GEORGETOWN, Guyana (CMC):The United States Embassy here has stopped accepting supporting documents with visa application forms from Guyanese in a bid to curb fraud, officials confirmed yesterday.
A statement from the embassy said Guyanese seeking tourist visas would no longer be required to provide employment letters, bank statements, transcripts or letters of support from friends and family because applicants were routinely presenting false supporting documents.
The embassy said most visa applications would now be based solely on interviews with local applicants.
"Specific documents will still be required for applications for visa categories with legal requirements for certain documents, including student visas, seaman visas, employment visas, and tourist visas for individuals seeking medical treatment in the U.S.," the embassy added.

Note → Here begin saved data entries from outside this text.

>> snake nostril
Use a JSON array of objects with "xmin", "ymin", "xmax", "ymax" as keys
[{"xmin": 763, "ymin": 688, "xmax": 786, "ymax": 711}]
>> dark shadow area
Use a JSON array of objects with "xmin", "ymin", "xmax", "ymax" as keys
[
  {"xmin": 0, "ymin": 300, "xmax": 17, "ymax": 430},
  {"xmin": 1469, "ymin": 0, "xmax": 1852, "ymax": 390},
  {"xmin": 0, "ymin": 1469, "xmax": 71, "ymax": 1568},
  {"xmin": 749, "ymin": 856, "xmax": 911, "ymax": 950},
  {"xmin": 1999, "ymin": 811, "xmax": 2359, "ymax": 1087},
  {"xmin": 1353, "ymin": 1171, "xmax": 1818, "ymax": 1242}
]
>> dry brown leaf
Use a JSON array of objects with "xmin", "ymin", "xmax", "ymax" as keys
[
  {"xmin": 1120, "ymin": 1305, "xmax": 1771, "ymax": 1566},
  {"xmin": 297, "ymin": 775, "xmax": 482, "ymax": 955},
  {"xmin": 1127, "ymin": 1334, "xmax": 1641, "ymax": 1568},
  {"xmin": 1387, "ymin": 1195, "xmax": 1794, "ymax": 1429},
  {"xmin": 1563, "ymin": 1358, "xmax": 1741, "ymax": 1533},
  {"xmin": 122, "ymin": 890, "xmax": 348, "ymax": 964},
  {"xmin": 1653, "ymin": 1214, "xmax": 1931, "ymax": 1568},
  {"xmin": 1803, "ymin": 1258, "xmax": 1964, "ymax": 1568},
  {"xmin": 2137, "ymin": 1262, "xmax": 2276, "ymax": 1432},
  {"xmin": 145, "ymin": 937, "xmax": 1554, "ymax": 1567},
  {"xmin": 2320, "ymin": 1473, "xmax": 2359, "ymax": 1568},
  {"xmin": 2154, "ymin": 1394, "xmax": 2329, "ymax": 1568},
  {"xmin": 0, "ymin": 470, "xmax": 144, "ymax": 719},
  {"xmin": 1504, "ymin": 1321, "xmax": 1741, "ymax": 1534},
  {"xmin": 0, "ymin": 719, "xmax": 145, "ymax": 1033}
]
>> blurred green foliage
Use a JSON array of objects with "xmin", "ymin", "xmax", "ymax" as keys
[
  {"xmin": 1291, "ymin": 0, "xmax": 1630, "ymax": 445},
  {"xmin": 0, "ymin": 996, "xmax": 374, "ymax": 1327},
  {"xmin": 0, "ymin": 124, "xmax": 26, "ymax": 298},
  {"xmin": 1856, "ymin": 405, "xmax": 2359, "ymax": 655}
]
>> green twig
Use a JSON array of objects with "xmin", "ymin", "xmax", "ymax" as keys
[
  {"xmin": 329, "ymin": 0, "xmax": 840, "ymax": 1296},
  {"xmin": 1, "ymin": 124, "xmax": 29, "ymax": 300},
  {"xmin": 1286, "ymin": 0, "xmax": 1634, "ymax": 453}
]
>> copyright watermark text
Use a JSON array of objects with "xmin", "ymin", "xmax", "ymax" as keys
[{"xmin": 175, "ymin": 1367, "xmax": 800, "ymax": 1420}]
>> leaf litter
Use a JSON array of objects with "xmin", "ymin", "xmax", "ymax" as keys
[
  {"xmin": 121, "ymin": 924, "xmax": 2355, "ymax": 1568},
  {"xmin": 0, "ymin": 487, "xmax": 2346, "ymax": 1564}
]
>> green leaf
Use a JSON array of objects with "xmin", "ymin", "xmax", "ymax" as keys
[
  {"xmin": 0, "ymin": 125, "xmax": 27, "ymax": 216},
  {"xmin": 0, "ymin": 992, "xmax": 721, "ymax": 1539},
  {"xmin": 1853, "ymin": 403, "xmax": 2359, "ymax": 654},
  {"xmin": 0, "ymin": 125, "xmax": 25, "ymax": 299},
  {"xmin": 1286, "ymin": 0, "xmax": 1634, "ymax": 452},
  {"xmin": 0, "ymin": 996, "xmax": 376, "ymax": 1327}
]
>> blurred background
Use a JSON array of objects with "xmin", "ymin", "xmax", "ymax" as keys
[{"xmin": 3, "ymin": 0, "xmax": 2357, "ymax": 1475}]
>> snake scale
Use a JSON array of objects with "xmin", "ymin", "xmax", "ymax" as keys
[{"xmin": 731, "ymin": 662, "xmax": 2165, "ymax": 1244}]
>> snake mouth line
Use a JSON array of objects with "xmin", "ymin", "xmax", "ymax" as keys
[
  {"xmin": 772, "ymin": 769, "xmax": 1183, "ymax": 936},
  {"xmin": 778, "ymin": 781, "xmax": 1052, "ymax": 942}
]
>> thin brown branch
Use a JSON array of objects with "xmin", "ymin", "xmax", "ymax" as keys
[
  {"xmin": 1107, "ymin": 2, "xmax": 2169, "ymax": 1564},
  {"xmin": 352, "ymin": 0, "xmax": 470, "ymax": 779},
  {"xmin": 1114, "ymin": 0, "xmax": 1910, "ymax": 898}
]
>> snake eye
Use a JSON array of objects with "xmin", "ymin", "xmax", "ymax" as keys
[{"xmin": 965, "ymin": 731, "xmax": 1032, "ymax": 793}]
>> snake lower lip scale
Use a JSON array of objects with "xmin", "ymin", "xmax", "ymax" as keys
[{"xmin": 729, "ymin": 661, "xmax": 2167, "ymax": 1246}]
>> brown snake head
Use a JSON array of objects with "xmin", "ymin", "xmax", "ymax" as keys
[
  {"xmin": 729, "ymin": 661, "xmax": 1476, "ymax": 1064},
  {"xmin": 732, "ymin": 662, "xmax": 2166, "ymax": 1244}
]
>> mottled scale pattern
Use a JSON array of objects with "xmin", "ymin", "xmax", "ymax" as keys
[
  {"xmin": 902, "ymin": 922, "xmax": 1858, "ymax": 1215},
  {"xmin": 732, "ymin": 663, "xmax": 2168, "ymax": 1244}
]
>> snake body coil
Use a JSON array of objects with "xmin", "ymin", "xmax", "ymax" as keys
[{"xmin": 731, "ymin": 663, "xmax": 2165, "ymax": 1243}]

It said "applicants for visas to attend training or conferences will also still be permitted to submit documents attesting to the training or conference that they wish to attend".
Guyanese travellers have also been a headache for some regional countries, with Barbados immigration authorities this year reiterating their concern that many Guyanese continue to enter the island with fake documents.
Last May, Guyanese Latoyna Nikita Assing was deported from the island for overstaying her visit, two months later she was in the dock in the District D Magistrate's Court, charged with trying to enter the island with someone else's passport.
Magistrate Robert Simmons jailed her for two months.
Deported
Another Guyanese, Jermaine Lindore, was charged with a similar offence after he was deported from the island three years earlier.
However, he was luckier when Magistrate Simmons reprimanded him and turned him over to Barbados Immigration for deportation.
But the impenitent Lindore recently went back with a Guyanese passport in the name of Joel Emmil Brewley and was snared in an Immigration/police dragnet during a raid on a residence on the island's west coast.